• The four major acquisition costs for desktop virtualization solutions are endpoints and associated software, desktop broker software, storage resources, and data center infrastructure.
• Cisco and its technology ecosystem partners have developed a spectrum of solutions that synthesize best-in-class data center computing and storage technologies into consumable reference architectures for desktop virtualization.
• New reference architectures are available for virtual desktop infrastructure (VDI): On-Board, Simplified, and Scalable Architecture for Desktop Virtualization, and Converged Infrastructure for Desktop Virtualization for ready-to-deploy systems.
• Each architecture addresses specific IT challenges, environments, and desktop delivery approaches with high performance and optimized costs.
Desktop and application virtualization constitutes an increasingly popular way for enterprises to reduce capital expenditures (CapEx) and operating expenses (OpEx), improve efficiency, increase control, and expand connectivity. With virtual desktops, users now access their desktop images hosted on a data center server as virtual machines, which can be accessed from laptops, thin clients, smartphones, and other devices.
Although desktop virtualization has existed for many years, many implementers of the technology have discovered that significant hurdles need to be overcome to fully reap its benefits.
Challenges of Transforming the Desktop
The CapEx Hurdle
First, many customers immediately encounter a significant CapEx hurdle when sizing their infrastructure to handle this new workload. Significant investment is often required in the data center shared storage infrastructure, as well as costs for scaling server capacity and networking. These hardware costs can easily represent over 50 percent of the total solution cost in some use cases.
Putting Everything Together
Additionally, desktop virtualization is a multilayered solution, requiring often disparate solution elements spanning virtualized infrastructure, desktop and application virtualization software, connection brokers, display protocols, access and authentication, and user persona management to work together in a cohesive solution.
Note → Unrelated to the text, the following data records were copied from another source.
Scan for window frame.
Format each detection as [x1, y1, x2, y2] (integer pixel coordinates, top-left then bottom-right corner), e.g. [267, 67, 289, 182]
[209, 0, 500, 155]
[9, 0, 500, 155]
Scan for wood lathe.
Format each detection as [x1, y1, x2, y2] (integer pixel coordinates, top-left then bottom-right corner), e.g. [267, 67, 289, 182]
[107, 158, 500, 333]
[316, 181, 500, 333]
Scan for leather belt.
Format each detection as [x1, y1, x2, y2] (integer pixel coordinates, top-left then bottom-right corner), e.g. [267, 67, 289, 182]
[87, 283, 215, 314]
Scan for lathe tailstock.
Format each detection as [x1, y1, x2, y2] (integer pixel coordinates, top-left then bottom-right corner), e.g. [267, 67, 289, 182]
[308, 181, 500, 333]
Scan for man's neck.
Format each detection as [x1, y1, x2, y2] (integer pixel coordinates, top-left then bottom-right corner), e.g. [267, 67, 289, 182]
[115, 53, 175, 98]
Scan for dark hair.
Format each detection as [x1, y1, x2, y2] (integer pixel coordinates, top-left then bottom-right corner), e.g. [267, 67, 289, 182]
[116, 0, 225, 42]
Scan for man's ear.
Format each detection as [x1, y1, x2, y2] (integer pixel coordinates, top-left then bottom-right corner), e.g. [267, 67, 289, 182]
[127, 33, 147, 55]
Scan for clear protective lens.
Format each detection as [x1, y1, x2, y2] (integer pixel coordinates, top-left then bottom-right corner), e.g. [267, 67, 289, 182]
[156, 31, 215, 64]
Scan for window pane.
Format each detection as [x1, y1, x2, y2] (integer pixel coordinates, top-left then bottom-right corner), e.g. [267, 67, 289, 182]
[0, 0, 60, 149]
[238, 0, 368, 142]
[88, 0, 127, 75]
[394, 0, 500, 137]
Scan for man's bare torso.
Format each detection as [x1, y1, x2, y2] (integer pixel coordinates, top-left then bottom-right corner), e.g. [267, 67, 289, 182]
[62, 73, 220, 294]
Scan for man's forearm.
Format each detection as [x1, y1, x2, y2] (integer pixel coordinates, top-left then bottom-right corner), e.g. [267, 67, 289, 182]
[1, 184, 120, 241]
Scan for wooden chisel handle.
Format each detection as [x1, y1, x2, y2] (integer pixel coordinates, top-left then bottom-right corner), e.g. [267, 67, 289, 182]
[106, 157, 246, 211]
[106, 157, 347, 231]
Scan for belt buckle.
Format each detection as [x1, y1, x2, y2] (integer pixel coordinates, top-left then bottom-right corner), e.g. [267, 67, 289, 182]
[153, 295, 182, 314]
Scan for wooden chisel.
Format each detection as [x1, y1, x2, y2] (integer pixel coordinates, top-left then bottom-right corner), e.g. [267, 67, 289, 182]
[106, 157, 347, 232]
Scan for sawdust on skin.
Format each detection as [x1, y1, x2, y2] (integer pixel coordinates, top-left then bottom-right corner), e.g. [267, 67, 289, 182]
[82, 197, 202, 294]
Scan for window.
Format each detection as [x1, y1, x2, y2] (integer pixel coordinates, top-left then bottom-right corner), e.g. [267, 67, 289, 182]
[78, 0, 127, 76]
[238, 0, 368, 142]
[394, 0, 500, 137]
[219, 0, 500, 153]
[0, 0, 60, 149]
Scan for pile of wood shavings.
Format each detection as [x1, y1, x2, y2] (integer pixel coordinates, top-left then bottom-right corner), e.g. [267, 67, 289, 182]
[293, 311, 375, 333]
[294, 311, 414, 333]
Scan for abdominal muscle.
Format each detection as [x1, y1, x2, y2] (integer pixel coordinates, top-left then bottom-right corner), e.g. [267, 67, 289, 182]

The associated complexity required to integrate a multifaceted solution creates an escalating OpEx equation for customers as they try to manage everything.
The Performance Chasm
Many organizations that manage to deliver a successful pilot or proof-of-concept (PoC) environment are subsequently tasked with expanding that initial success into a full-scale production environment and are then confronted with the challenge of how to optimally size and scale their infrastructure. Crossing the chasm between a successful pilot deployment and a high-performance production deployment at scale involves a balancing act, with the associated risk of either oversizing the environment and wasting CapEx or undersizing the infrastructure and delivering a poor user experience that does not replicate the success experienced in the pilot phase.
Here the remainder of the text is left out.